What can be learned from RankRAG?

Jeff Watkins, Chief Product and Technology Officer at CreateFuture, said RankRAG contains several interesting innovations. “The RankRAG training process starts with supervised fine-tuning through crowdsourced efforts to improve instruction-following capabilities, and a second unified instruction tuning incorporates a small fraction of ranking data into the training blend,” he explained.

“This method enhances the model's ability to rank relevant contexts accurately while also generating high-quality answers, leading to better overall results compared to more generalised models like GPT-4 that do not use this combined approach.

“For an expert LLM, this would be interesting on its own. But one of the most interesting features of RankRAG is its ability to generalise across different areas of knowledge without additional fine-tuning on any given domain-specific data. For instance, RankRAG showed comparable performance to GPT-4 on biomedical RAG benchmarks, despite not being instruction-tuned on biomedical data. This suggests that RankRAG can adapt to new and varied contexts efficiently, making it highly versatile.”

He said similar LLMs could simplify the stack by enabling the integration of RAG and ranking with the LLM using instruction tuning. It also shows that we’re “far from done” with improving LLM usability for knowledge-intensive tasks. “Much of that work may not be in supplementary technologies, but how we use and tune our LLMs going forward,” he said. 

So how does RankRAG differ from the RAG we all know and love? Cobus Greyling, Chief Evangelist at Kore.ai, said: “The traditional approach to RAG was to make use of a reranker model to provide a semantic boost to the search quality when retrieving what is known as a chunk - which is a semantically relevant contextual piece of text to submit to the LLM. Organisations are creating and marketing models which act as rerankers to boost RAG contextual accuracy.  

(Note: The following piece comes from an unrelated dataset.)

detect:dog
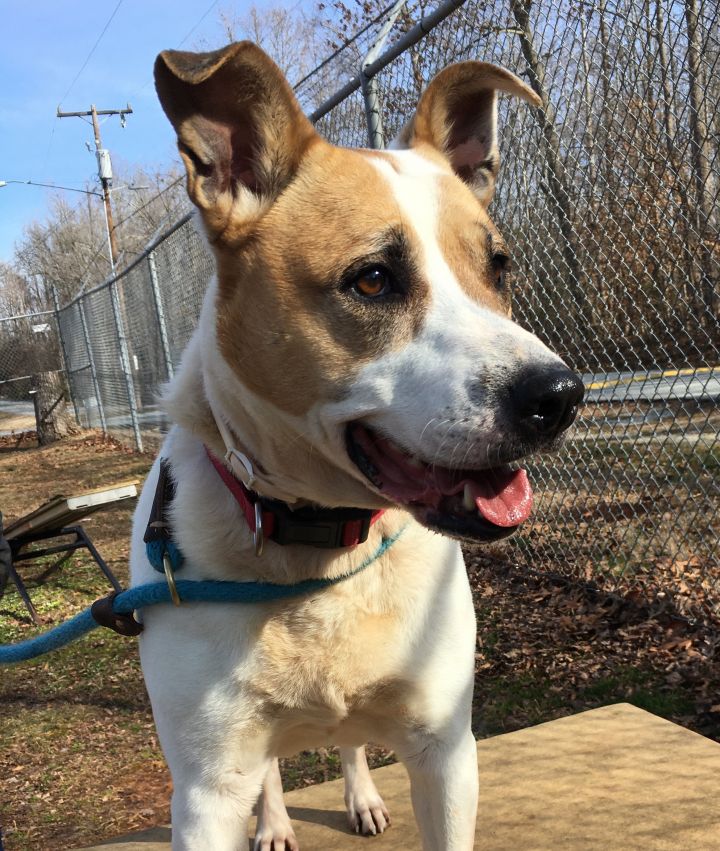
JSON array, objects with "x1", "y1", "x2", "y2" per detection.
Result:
[{"x1": 130, "y1": 41, "x2": 584, "y2": 851}]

“Hence there are two components at play usually – a reranker model and a LLM to generate the response based on contextual input. This research seeks to combine these two functions into one model. In principle this is not a new phenomenon, as LLMs are continuously incorporating different functionality which used to be managed by different, specialised models. For instance, there use to be models dedicated to coding, human language translation, dialog turn management, and more.

“RankRAG From NVIDIA Research is a concept where a single instruction-tuned LLM acts both for context ranking and answer generation. Hence simplifying the RAG architecture, this approach can also lead to cost savings. And acts as a future threat to models which acts solely as a reranker.”